Nowadays our orientation is seldom based on the actual geography and their landmarks alone. There are a myriad of alternatives, from street numbers to GPS routing in our smartphones, to guide us to a destination. The feature that all of these wayfinding devices have in common is that they abstract the real world spatial arrangement. For us, the implications of this abstraction are two-fold: First, the simplification of geography translates into a filtering of information and context and second, the longer we rely on these wayfinding devices, the more we become accustomed to a curated geography. This is most prominent in public transit maps which distort the spatial dimensions of a city into comprehensible nodes and lines. These distortions have a major influence on our perception of a city’s geography, often times defining our own individual mental maps of space and thus becoming the collective representation of the real world’s geography.

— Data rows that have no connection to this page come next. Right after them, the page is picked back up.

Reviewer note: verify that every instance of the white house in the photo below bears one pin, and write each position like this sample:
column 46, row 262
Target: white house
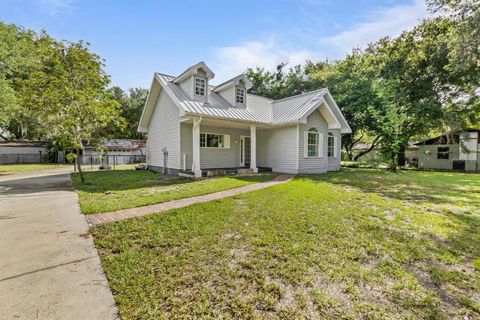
column 192, row 125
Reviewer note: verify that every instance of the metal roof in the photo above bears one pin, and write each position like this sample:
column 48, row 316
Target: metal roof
column 258, row 109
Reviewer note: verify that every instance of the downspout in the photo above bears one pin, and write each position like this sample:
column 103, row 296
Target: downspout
column 196, row 148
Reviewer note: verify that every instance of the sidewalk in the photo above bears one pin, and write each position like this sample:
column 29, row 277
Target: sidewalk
column 49, row 267
column 100, row 218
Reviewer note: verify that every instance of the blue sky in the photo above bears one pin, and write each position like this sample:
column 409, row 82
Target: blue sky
column 137, row 38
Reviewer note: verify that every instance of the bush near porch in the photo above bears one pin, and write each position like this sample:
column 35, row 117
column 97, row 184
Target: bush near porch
column 358, row 244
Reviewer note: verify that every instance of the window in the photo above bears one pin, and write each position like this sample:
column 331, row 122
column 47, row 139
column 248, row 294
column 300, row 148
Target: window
column 240, row 95
column 312, row 142
column 200, row 86
column 331, row 145
column 213, row 140
column 443, row 153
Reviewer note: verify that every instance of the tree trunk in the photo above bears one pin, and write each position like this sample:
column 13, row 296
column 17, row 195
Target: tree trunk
column 349, row 153
column 393, row 162
column 79, row 166
column 372, row 146
column 401, row 156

‘Metrography’ attempts to explore this phenomenon using the most famous of transit maps: the London Tube Map.

Metrography – Print


The piece illustrates the topology of London reshaped according to the underground map. 150cm × 100cm, lambda print.


Inner city area


River around Canary Wharf

Metrography – Web Applet

Interactive version of the print, open in fullscreen

Real Geography of London’s Underground Network

Reshaped Structure According to the London Tube Map

Geography vs London Tube Map


Similar to the process of my MapMap Vauxhall project, all real world geographical locations of stations, railway tracks and thames riverbanks have been matched with the corresponding positions on the London Tube Map. In the image above this process is demonstrated, you can see the mapping of the river thames, victoria line and stations.


First video shows the mathematical deformation mesh, which is applied in the second clip to tube stations, railways and the river thames. Both videos start with the real world geography and blend then gradually over to the Tube Map structure.


With the help of the second clip it is also much easier to understand what the main deformations are. Basically the inner city parts are scaled up and the edges are compressed and marginalized.

Context

Metrography is an outcome of my Design Interactions master, the work is exhibited in the Work-In-Progress Show (1.2.2012 – 6.2.2012) at the Royal College of Art, London.